在Hugginface转换器的代码中，有许多具有功能init_weight的微调模型。例如（here），最后有一个init_weight函数。

class BertForSequenceClassification(BertPreTrainedModel):
    def __init__(self, config):
        super().__init__(config)
        self.num_labels = config.num_labels

        self.bert = BertModel(config)
        self.dropout = nn.Dropout(config.hidden_dropout_prob)
        self.classifier = nn.Linear(config.hidden_size, config.num_labels)

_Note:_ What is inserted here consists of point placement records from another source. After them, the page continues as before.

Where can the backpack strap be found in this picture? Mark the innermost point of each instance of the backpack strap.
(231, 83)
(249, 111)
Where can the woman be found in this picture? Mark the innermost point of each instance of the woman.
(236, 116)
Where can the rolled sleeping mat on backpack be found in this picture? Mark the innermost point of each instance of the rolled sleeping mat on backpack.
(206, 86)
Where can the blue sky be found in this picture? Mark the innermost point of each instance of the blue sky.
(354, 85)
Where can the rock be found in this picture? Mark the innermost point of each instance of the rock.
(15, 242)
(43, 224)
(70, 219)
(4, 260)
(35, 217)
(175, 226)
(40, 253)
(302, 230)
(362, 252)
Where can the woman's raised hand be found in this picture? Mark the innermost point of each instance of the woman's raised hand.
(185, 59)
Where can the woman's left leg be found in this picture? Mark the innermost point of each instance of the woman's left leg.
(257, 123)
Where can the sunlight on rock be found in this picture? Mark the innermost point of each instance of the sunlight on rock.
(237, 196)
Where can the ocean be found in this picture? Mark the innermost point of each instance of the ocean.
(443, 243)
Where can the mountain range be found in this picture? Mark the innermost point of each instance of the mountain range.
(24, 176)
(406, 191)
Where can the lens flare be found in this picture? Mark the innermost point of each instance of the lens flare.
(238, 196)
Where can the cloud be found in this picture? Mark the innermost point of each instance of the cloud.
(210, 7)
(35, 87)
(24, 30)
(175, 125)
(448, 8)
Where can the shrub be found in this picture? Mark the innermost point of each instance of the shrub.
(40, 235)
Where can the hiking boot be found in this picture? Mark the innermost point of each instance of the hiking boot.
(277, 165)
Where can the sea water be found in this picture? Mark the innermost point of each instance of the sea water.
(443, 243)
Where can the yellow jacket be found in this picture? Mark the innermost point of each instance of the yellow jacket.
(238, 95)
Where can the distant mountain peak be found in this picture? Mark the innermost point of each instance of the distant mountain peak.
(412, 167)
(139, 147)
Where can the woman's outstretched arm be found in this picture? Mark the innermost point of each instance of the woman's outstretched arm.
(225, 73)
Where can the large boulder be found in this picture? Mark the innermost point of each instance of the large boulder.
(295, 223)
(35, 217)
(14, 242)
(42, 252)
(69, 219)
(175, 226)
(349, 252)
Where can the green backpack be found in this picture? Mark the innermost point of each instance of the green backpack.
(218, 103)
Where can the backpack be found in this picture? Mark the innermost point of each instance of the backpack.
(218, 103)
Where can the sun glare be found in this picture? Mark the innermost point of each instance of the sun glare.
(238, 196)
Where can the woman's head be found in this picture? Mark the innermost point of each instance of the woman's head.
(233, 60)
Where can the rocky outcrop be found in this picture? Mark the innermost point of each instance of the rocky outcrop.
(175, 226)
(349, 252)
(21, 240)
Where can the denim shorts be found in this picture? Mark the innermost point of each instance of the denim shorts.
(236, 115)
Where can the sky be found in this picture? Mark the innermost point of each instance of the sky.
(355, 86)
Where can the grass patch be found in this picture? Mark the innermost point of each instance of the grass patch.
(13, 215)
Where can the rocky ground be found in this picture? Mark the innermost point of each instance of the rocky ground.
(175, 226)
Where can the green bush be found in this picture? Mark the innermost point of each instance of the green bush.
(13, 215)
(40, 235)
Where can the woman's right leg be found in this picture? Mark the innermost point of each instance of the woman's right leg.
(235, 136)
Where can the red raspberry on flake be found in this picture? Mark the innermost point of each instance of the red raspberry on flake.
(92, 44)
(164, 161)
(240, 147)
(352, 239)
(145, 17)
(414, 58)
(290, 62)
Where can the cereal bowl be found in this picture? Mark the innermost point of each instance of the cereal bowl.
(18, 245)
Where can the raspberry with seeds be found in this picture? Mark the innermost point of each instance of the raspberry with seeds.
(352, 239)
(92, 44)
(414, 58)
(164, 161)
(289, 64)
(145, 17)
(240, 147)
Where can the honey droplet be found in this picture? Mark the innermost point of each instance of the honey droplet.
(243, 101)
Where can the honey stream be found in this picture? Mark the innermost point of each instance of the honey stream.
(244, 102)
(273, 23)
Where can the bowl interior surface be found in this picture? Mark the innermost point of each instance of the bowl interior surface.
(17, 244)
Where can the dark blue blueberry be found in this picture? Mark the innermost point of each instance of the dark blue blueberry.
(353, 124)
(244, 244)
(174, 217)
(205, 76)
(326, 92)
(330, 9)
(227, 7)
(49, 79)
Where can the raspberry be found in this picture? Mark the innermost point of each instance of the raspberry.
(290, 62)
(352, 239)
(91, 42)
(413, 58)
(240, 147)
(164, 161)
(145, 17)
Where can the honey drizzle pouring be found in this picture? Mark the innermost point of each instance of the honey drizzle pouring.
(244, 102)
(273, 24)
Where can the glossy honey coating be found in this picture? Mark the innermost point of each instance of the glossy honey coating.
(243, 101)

        self.init_weights()

据我所知，它将调用以下code

def _init_weights(self, module):
    """ Initialize the weights """
    if isinstance(module, (nn.Linear, nn.Embedding)):
        # Slightly different from the TF version which uses truncated_normal for initialization
        # cf https://github.com/pytorch/pytorch/pull/5617
        module.weight.data.normal_(mean=0.0, std=self.config.initializer_range)
    elif isinstance(module, BertLayerNorm):
        module.bias.data.zero_()
        module.weight.data.fill_(1.0)
    if isinstance(module, nn.Linear) and module.bias is not None:
        module.bias.data.zero_()

我的问题是如果我们要加载预先训练的模型，为什么我们需要为每个模块初始化权重？

我想我一定是误会了。

Answer 1

看看.from_pretrained()的代码。实际发生的是这样的：

找到正确的基础模型类进行初始化
使用伪随机初始化初始化该类（通过使用您提到的_init_weights函数）
使用预先设置的权重查找文件
在适用的情况下使用预先训练的权重覆盖我们刚刚创建的模型的权重

这可确保未经预训练的层（例如，在某些情况下为最终分类层）在_init_weights中初始化，但不会被覆盖。

Answer 2

BertPreTrainedModel是一个抽象类，如果您检查的话，错误是BertPreTrainedModel类甚至没有构造函数，甚至认为它正在被调用，您可以使用PR来修饰这段代码，但是确保首先创建问题。

Answer 3

因此，在使用转换器库时，我是否需要调用init_weights（）

我的意思是，下面的代码足够吗？

class SentimentClassifier(nn.Module):
def __init__(self, num_classes):
    super(SentimentClassifier, self).__init__()
    self.bert_layer = BertModel.from_pretrained('bert-base-uncased')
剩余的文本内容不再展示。